It's true that this proposal does much more for package authors than for users. I'm not proposing to require users to run tests for every package. At the same time, I'm sure that on the Linux side, distribution packagers would appreciate wider and more uniform availability of package tests; this proposal would help on both fronts.
How does the inclusion of a "test" option to Cabal allow any substantial benefits to developers over building the package with a build-time flag to enable building a test suite?

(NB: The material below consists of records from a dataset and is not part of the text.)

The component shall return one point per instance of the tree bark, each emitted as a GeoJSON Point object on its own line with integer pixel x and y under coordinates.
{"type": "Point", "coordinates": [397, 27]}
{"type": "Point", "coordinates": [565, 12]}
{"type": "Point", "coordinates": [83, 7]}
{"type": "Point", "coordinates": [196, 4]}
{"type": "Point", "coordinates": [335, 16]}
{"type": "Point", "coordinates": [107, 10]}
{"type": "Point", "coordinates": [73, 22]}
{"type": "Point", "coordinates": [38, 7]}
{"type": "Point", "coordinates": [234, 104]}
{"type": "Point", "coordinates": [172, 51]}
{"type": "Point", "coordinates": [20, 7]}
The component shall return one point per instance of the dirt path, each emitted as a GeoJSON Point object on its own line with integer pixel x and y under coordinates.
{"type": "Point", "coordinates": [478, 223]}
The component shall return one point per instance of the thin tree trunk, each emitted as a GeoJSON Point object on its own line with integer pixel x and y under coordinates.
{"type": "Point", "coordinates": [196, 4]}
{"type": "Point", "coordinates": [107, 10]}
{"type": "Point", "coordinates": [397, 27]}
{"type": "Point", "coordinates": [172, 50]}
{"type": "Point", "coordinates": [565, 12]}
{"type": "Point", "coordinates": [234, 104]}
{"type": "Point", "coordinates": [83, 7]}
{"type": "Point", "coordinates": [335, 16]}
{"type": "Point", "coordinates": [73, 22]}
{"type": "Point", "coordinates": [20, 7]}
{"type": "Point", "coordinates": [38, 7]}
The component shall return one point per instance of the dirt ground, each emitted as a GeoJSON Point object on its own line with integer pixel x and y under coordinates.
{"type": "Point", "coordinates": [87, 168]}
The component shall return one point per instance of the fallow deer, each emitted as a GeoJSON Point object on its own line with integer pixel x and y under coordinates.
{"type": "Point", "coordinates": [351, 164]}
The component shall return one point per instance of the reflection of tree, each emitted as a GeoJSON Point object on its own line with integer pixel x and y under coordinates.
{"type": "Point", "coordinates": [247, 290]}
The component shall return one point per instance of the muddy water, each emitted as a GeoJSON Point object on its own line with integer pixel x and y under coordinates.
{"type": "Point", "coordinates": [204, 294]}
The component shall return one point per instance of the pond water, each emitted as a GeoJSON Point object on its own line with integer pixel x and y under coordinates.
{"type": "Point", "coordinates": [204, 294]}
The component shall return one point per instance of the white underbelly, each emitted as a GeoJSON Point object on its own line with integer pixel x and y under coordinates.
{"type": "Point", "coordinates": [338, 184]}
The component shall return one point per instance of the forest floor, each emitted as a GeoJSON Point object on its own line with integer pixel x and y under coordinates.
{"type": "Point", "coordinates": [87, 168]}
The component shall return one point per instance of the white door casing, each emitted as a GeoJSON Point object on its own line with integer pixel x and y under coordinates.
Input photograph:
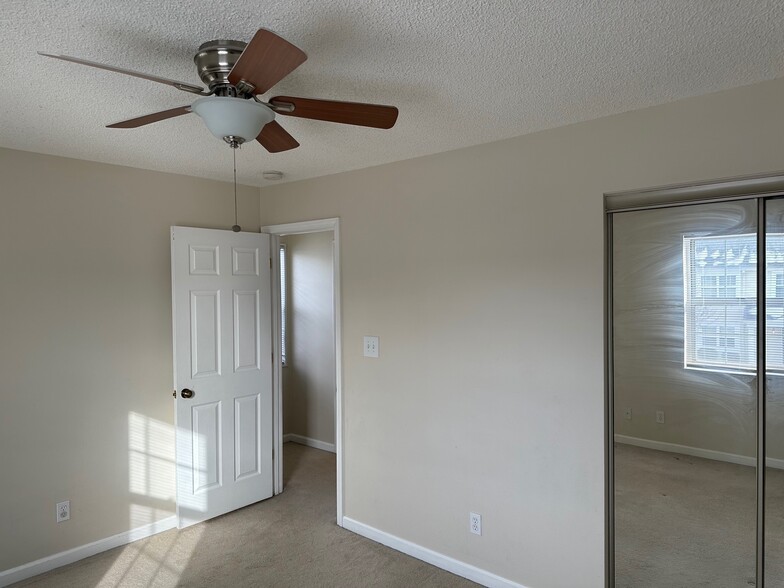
{"type": "Point", "coordinates": [223, 354]}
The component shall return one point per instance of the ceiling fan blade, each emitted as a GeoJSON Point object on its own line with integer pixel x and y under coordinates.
{"type": "Point", "coordinates": [349, 113]}
{"type": "Point", "coordinates": [266, 60]}
{"type": "Point", "coordinates": [275, 138]}
{"type": "Point", "coordinates": [184, 86]}
{"type": "Point", "coordinates": [140, 121]}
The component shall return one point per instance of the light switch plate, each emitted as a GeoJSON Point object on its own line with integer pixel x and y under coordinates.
{"type": "Point", "coordinates": [371, 346]}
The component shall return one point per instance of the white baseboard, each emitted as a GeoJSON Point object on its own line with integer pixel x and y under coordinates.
{"type": "Point", "coordinates": [302, 440]}
{"type": "Point", "coordinates": [698, 452]}
{"type": "Point", "coordinates": [63, 558]}
{"type": "Point", "coordinates": [439, 560]}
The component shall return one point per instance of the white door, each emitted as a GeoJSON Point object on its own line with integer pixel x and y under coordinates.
{"type": "Point", "coordinates": [222, 370]}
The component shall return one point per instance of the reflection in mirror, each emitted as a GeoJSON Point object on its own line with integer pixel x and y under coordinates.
{"type": "Point", "coordinates": [684, 349]}
{"type": "Point", "coordinates": [774, 395]}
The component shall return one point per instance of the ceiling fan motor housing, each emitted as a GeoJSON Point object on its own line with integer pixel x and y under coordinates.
{"type": "Point", "coordinates": [214, 61]}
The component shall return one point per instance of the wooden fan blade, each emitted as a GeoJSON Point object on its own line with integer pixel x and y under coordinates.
{"type": "Point", "coordinates": [266, 60]}
{"type": "Point", "coordinates": [184, 86]}
{"type": "Point", "coordinates": [140, 121]}
{"type": "Point", "coordinates": [275, 139]}
{"type": "Point", "coordinates": [349, 113]}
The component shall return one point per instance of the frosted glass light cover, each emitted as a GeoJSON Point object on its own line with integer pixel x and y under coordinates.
{"type": "Point", "coordinates": [233, 117]}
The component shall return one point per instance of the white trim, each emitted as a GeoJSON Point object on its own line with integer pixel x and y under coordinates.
{"type": "Point", "coordinates": [698, 452]}
{"type": "Point", "coordinates": [310, 442]}
{"type": "Point", "coordinates": [298, 228]}
{"type": "Point", "coordinates": [46, 564]}
{"type": "Point", "coordinates": [317, 226]}
{"type": "Point", "coordinates": [428, 555]}
{"type": "Point", "coordinates": [277, 374]}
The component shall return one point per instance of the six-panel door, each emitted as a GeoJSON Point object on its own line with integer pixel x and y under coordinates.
{"type": "Point", "coordinates": [223, 354]}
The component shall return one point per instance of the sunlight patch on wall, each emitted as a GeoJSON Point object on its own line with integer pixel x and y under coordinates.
{"type": "Point", "coordinates": [151, 469]}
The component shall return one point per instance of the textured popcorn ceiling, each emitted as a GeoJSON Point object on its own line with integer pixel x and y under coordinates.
{"type": "Point", "coordinates": [462, 72]}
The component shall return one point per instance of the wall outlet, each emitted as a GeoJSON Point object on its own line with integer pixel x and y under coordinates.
{"type": "Point", "coordinates": [63, 511]}
{"type": "Point", "coordinates": [475, 523]}
{"type": "Point", "coordinates": [371, 346]}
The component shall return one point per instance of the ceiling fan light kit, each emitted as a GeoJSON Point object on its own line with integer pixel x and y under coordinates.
{"type": "Point", "coordinates": [233, 119]}
{"type": "Point", "coordinates": [236, 73]}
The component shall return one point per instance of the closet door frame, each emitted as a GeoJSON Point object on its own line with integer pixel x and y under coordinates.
{"type": "Point", "coordinates": [758, 187]}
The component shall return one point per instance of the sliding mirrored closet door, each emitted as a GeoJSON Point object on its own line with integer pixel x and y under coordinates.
{"type": "Point", "coordinates": [684, 390]}
{"type": "Point", "coordinates": [774, 393]}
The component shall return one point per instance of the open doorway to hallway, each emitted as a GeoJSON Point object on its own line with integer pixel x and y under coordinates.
{"type": "Point", "coordinates": [307, 346]}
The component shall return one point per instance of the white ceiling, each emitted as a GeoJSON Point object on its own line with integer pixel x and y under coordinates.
{"type": "Point", "coordinates": [462, 72]}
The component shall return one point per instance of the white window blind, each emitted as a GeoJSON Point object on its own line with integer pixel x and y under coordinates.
{"type": "Point", "coordinates": [720, 306]}
{"type": "Point", "coordinates": [283, 304]}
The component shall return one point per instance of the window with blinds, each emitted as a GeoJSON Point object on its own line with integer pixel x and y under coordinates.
{"type": "Point", "coordinates": [283, 304]}
{"type": "Point", "coordinates": [720, 306]}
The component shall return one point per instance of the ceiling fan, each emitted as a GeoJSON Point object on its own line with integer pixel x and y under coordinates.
{"type": "Point", "coordinates": [236, 73]}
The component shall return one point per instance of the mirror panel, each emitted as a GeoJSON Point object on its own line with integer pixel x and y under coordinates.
{"type": "Point", "coordinates": [774, 393]}
{"type": "Point", "coordinates": [684, 412]}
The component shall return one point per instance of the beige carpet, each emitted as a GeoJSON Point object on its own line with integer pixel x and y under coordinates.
{"type": "Point", "coordinates": [684, 521]}
{"type": "Point", "coordinates": [290, 540]}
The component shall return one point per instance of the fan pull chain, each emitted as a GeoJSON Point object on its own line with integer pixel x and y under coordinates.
{"type": "Point", "coordinates": [236, 228]}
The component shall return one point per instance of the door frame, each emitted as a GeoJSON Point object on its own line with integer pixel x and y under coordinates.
{"type": "Point", "coordinates": [757, 187]}
{"type": "Point", "coordinates": [298, 228]}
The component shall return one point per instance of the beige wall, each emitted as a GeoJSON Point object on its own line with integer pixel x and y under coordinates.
{"type": "Point", "coordinates": [481, 271]}
{"type": "Point", "coordinates": [85, 344]}
{"type": "Point", "coordinates": [309, 375]}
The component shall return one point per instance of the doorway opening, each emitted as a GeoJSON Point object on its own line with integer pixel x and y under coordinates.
{"type": "Point", "coordinates": [307, 349]}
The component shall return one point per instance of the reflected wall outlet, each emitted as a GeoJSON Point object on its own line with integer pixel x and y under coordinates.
{"type": "Point", "coordinates": [475, 523]}
{"type": "Point", "coordinates": [371, 346]}
{"type": "Point", "coordinates": [63, 511]}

Admittedly, you stand to benefit less than a package author without such a complete test suite. At the very least, the proposed 'Test' stanza for the package description file would make it unnecessary for you to worry about recognizing a build-time flag and messing about with UserHooks. (As I said to Rogan, using the 'Test' stanza wouldn't lock you in to a particular framework: you could use it to compile your test suite as-is.) That lowers the barrier to entry for creating test suites so more authors will use them, and that's a substantial benefit. I also envision automated testing being offered as a service for package authors: I would like, e.g., to ensure that my package works correctly on different architectures and platforms, but I don't have the means to acquire all those different machines. Collectively, however, the community does. If we used a standard format for handling test results, we could offer a service where uploaded packages would be compiled and tested on an array of machines. Since we're using a common format, we can write one tool to parse and summarize the results across all those platforms, and authors can immediately see where their packages are failing. Certainly, any single package author could write a tool to do this for any single package's tests, but now we have a common tool everyone can use simply by writing tests. To summarize: everyone's life is easier if we do this bit of plumbing for them. -- Thomas Tuegel

Hello again! Based on the invaluable feedback I've received, I've made some revisions to the proposal I made a few days ago (at the end of this post, after my signature). I apologize for the length of my post, but I'd like once again to solicit feedback on this. Any commentary is very helpful! Thanks! -- Thomas Tuegel Throughout this proposal, examples are given to indicate how a package author would utilize the features proposed here. In all these examples, suppose that the programmer is the author of the 'haskell-foo' package, which exposes the module 'Foo' and has a single test executable, 'foo-tests', using the QuickCheck testing library. Package Description File Syntax The syntax for designating test executables in package description files will be based on the existing syntax for describing executables. Such a stanza in the hypothetical package's description file would look like:
Test foo-tests main-is: foo-tests.hs build-depends: haskell-foo, Cabal, QuickCheck
This example is obviously minimal; this is really an 'Executable' stanza by another name, so any options recognized there would also be valid here. Handling of Test Executables by Cabal The changes proposed here will make it possible to build, test, and install a Cabal package with the usual sequence of commands: $ cabal configure $ cabal build $ cabal test $ cabal install Cabal will recognize two new options during the 'configure' stage: '--enable-tests' and '--disable-tests'. If 'cabal configure' is invoked with the '--enable-tests' option, then any test executables designated in the package description file will be built. For the purposes of the 'configure' and 'build' stages, they will be handled as if they were ordinary executables, i.e., described by 'Executable' stanzas. With tests enabled, the test programs will be executed and their results collected by Cabal during the 'test' stage. If 'cabal configure' is invoked with the '--disable-tests' option (which should be the default if neither option is specified), then test executables designated in the package description file will be ignored, as if the 'Test' stanza were absent. Any attempt to invoke the 'test' stage with tests disabled should remind the user of that fact. Regardless of the status of tests (enabled or disabled), the 'install' stage will ignore any executables designated as test suites, since it is not desirable to install the test executables. Collection of Test Results Cabal will provide a standard interface, residing in the module 'Distribution.Test', for running tests independent of the testing library used. A minimal outline of this module looks like:
module Distribution.Test where
type Name = String type Result = Maybe Bool type Info = String type Output = String
-- 'Compiler' and 'ComponentLocalBuildInfo' are already provided by Cabal. -- They are included here to aid in debugging test failures type Report = (Compiler, ComponentLocalBuildInfo, [(Name, Result, Info, Output)])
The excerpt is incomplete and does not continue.